Lumière extrême
Gérard Mourou
Tana Editions 2026
C’est l’histoire d’un mec… qui a reçu le prix Nobel de physique en 2018. Une autobiographie marquée du sceau de l’enthousiasme, tout d’abord, ou de l’émerveillement comme l’annonce la page 4 de couverture, sans doute fortement activé par la lumière de la Sainte-Beaume. Nous voilà d’emblée dans la lumière, elle n’est pas encore extrême, il faudra attendre quelques années. Autre bonne fée sur le berceau de Gérard Mourou, avec un nom un peu compliqué, la sérendipité. Un mot que j’ai découvert et qui exalte le rôle du hasard dans la découverte. Un mot créé à partie du titre d’un conte persan selon le Robert, et qui signifie « Capacité, aptitude à faire par hasard une découverte inattendue et à en saisir l’utilité ». Le coup de la pénicilline, découverte par hasard par Alexander Fleming, un autre prix Nobel. Emerveillement et sérendipité qui se traduisent par une curiosité et une ouverture d’esprit doublées d’un sens pratique toujours en éveil. Un bon cocktail pour le développement durable, qui doit explorer l’inconnu sans a priori, et chercher comment tirer profit des nécessaires changements. Il ne suffit pas d’observer un phénomène inattendu, il faut aussi imaginer comment ce phénomène peut nous être utile, à nous les humains.

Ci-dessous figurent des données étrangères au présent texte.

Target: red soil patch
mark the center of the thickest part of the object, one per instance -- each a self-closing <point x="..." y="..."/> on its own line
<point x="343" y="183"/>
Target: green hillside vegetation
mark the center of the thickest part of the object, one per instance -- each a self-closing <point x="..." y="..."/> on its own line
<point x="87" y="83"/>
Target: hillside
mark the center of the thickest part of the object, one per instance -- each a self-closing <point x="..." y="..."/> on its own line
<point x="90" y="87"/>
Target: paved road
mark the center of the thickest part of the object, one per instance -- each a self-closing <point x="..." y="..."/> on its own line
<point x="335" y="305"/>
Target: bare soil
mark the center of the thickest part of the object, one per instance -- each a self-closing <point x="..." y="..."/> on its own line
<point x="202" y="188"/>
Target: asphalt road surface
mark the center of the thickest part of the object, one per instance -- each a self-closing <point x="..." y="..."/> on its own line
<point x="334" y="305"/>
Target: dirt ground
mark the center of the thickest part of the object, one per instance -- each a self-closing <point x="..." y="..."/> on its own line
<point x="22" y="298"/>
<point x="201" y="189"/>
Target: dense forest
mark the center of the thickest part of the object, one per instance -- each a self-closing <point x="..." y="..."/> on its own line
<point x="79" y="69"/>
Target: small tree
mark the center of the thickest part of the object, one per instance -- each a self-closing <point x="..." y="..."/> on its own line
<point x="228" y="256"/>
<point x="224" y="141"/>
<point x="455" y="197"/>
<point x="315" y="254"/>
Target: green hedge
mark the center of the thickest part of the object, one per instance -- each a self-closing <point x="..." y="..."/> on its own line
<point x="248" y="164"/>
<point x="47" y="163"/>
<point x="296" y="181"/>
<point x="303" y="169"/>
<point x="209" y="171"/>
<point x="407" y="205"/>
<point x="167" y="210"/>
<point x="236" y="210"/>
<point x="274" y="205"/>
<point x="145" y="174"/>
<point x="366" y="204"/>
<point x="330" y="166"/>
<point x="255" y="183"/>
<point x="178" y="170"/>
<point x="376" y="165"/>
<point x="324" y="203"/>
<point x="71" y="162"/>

C’est dans le laboratoire de Gérard Mourou, et par accident, que les lasers ont transformé le monde des ophtalmologistes et surtout de leurs patients atteints de cataracte. Au départ, il s’agit d’augmenter la puissance d’un rayon laser en le concentrant dans sa durée, dans l’ordre de l’infiniment petit pour atteindre une grande puissance. L’infiniment petit est ici la femtoseconde, un millionième de milliardième de seconde, 10 puissance -15 seconde. C’est un rayon de ce type qui a frappé l’œil d’un étudiant de Gérard Mourou par erreur, bien sûr, mais qui n’y a laissé aucun dégât autre qu’un minuscule point aveugle. « Le laser femtoseconde s'est révélé parfaitement adapté à la chirurgie de l'œil, car il n'a pas d'effet thermique sur les tissus environnants et offre une précision de 2 microns alors que la cornée mesure 550 microns d'épaisseur, ce qui permet des découpes ultra-minces en quelques secondes ».

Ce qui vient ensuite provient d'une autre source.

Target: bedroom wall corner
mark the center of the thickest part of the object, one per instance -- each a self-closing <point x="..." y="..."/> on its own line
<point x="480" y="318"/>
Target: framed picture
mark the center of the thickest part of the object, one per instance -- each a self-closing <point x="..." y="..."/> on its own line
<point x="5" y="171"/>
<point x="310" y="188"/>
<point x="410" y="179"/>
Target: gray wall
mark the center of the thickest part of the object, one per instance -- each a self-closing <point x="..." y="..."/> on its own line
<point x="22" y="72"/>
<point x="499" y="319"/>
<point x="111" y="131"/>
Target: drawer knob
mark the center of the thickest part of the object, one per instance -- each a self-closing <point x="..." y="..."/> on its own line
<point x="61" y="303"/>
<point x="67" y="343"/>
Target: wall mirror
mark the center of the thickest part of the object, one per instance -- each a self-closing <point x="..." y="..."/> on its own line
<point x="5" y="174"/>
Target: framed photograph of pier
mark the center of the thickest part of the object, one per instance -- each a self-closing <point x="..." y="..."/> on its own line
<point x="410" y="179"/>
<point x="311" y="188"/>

Le livre de Gérard Mourou nous décrit le processus de sa recherche dans le domaine de l’optique et des lasers, avec des répercussions dans bien d’autres domaines, le nucléaire, le spatial, la santé, l’industrie. Il est entrecoupé d’intermèdes, une sorte de zoom sur un point particulier. Qu’est-ce que la lumière ? Vous apprendrez ainsi qu’il y a bien longtemps, nous pensions que c’était l’œil qui était la source de la lumière, comme une lampe torche. « Cette idée de l’œil émetteur va prévaloir jusque vers l’an 1000 ». La lumière est-elle un flux de particules ou un phénomène ondulatoire ? Quelle est sa vitesse ? Réponse dans l’intermède n°1. Les amateurs de peinture se régaleront de l’intermède n°3, sur « la peinture à l’épreuve de la lumière », avec des références notamment au « peintre de la lumière », William Turner, qui s’intéressait aux travaux du physicien Augustin Fresnel, et de bien d’autres. Les intermèdes 2 et 4 sont plus techniques, sur le laser et sur les déchets nucléaires.
Un livre débordant d’enthousiasme, un peu rude pour les non scientifiques qui y trouveront des termes dont ils n’ont pas l’habitude, mais très vivant, et qui donnera des idées à tous ceux qui ont envie d’explorer le futur.